When you’re in DevOps you probably get a steady stream of emails from various systems checking in. It may be alert emails, health checks or backup completed emails. It’s been more “fun” getting these mails with the rise of unlimited mail storage and powerful email-search tools should you ever need to find something in the endless stream of server-generated mails.

As we’ve adopted new tools, the automatic messaging from the servers has more or less stayed the same - until recently. We’ve been drinking the Kool-Aid with Slack, Jira and other fancy tools, and recently we considered moving the IT systems along… and so we did.

Slack has a very nice API and even with free tier, you can enable a “robot” (a robot.sh shell script that is) to emit messages on the various slack channels. We’ve integrated the slackbot into our various (automated)workflows in our Continuous integration / Continuous Deployment  pipeline, so that releases which move from environment to the next - and finally into production, emits a message to a #devops channel . We’ve also made a #operations channel, and when our monitoring registers “alert events”, it emits messages onto this channel. Using this setup anyone on the team can effectively and easily subscribe to push messages.

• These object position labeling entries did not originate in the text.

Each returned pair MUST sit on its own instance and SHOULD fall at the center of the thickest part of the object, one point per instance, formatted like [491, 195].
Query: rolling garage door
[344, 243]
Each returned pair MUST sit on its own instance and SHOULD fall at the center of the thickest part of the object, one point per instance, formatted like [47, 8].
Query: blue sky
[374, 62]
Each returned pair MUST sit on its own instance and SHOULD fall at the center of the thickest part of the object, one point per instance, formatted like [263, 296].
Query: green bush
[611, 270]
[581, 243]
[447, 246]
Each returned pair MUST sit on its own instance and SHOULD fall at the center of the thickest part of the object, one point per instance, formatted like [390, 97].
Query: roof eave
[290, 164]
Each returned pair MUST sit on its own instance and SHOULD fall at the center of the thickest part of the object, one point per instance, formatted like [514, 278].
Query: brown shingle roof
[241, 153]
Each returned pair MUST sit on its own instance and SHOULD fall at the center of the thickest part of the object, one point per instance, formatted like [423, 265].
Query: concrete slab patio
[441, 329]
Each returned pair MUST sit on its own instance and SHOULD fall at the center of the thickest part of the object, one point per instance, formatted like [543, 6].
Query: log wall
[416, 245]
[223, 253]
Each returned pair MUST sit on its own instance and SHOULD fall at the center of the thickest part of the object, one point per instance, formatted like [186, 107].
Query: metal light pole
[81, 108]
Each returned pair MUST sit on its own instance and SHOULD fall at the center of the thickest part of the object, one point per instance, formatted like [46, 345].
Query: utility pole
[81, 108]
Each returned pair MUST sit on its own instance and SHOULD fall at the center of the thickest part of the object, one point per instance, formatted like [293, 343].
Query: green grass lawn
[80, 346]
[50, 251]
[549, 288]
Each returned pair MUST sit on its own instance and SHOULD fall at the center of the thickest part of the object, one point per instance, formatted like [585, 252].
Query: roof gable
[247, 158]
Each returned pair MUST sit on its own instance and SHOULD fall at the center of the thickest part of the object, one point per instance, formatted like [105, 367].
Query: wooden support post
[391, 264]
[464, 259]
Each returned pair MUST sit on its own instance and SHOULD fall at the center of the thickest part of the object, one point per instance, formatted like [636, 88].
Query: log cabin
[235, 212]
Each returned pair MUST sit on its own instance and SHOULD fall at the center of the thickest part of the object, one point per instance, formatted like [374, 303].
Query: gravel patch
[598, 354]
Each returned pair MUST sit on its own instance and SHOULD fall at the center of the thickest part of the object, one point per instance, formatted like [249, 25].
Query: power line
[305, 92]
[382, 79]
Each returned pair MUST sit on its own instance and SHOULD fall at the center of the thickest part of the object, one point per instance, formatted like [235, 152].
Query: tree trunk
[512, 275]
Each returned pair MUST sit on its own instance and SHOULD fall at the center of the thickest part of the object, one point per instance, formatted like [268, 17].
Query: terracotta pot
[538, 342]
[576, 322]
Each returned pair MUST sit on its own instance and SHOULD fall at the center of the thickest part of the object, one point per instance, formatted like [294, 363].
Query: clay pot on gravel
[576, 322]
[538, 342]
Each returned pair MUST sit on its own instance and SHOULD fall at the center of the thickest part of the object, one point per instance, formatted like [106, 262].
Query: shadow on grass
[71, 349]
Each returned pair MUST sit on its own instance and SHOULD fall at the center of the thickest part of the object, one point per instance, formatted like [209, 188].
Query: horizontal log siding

As a sanity measure and not to have “yet another mailbox”, we’ve tried to preach that everything on Slack should be considered ephemeral (that is short lived), and if anything worth remembering is said, it must be captured elsewhere.

releasetrain

As many other companies we use Jira to manage our software development. A task is tracked from idea to delivery and then closed and archived. As a Jira task is long-lived we’ve also integrated the same CI/CD pipeline into Jira. Once the release train starts rolling

  • a ticket in Jira is created (by the scripting tools through the Jira API) and updated as it pass through the environments - and closed automatically when the solution has been deployed to production.

The ticket created in Jira contains a changelog generated from pulling the contained commits from Git included in the pull request and if possible (assuming the commit comments are formatted correctly) linked to the Jira issues contained in the release (build from the pull request).

The jira tickets created by the release train is collected in a kanban board where each environment/stage have a separate column giving a quick overview of the complete state of releases (what is where right now).

A future move we’ve considered was if we should have blogging by servers. Assuming agile developers is able to create reasonable commit comments which may be readable (and comprehensible) by non-developers, it might me interesting utilizing a blogging tool such as wordpress to provide a historical log of releases.

As you adopt new tools for communication, remember to also think of automated communication, which may have a useful place in the new tools. Often new platforms have readily available APIs which allows your IT platforms to provide - or receive -information much more efficiently than pagers, email or whatever was available once you set it up in times gone by.